In the end, construction crews brought the house back to life, though with a number of snags and unforeseen expenses along the way.
Six weeks after purchase and staged with furniture, the house went on the market. It took 70 days to find a buyer, though the house sold for $189,000, turning a profit of $65,000.
Meth aside, "I’d say that house was about typical of what we buy," said Clark. "It’s a little older than some of the ones we’d prefer to buy. They’re abandoned, there are structural issues — those are just things you have to deal with."
But the East Burton Avenue home took longer and construction cost more than many others, they said.
"Our average, rehab time is two to three weeks," Baird said. "And we’re generally investing 15, maybe 20 percent of the value of the home back into the rehabs.
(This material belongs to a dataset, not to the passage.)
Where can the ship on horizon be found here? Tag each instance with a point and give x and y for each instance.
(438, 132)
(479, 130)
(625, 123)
If we’d buy at $100,000, we probably put $15,000 back into it to get it into shape."
And typically, their homes resell within two weeks of hitting the market, always aided by furniture staging — "It gives vision to the new buyers," Clark said — and by their "huge following" among local real estate agents who know their work, they said.
The season’s 12 episodes will feature a variety of homes, culminating in a 14,000-square-foot mansion with a pool and racquetball court.
"It’s not just the bottom-feeder homes," Baird said. "These foreclosures are affecting everything from mansions to meth houses."
Although Clark and Baird made a profit on the initial house in the series, that’s not always the case, they concede.
"Occasionally, we don’t make a profit, and we show that on the show, too," Baird said. "We don’t win all the time. Anybody who’s telling you that they win every time is either lying or they haven’t done enough properties. We’ve lost $50,000 on a single deal, but we’ve had profits of $450,000 on particular properties.
"The $50,000 loss was a learning opportunity — an expensive one," he said.
They insist that their overall track record is solid. The key for anyone who wants to learn how to flip foreclosures is to start with a small geographical area and study it ruthlessly before bidding on a home, they said.
"You need to become a student of the game – get in your car and look at what properties are going for," Baird said. "Find a four- to eight-block radius and know everything about that radius — everything that has come up for sale, what’s under contract, how long they are sitting on the market.
"Know every house — every house," he said. "That way, you can move quickly and exploit value."
The business partners learned their market by playing a game, Clark said. "We would scout properties, and every time we saw a for-sale sign that had a listing sheet, we would guess the size of the home and what it would be selling for. We would look the numbers and give our best guess of the price.
"We got so good at it, we would never be more than 5 percent off," Clark said.
Not every purchase is a flip. They also buy and hold.
"The proven method is buy and hold," Adams said. "We flip so we can buy more long-term holds."
And they’re still learning.
"At any given time, we have 15 to 20 properties that are somewhere in the process, from just bought to under contract and closing tomorrow," Baird said. "A lot of times, those properties are the best indicators of value, of what we will be buying tomorrow. Every house teaches you a little more about the market."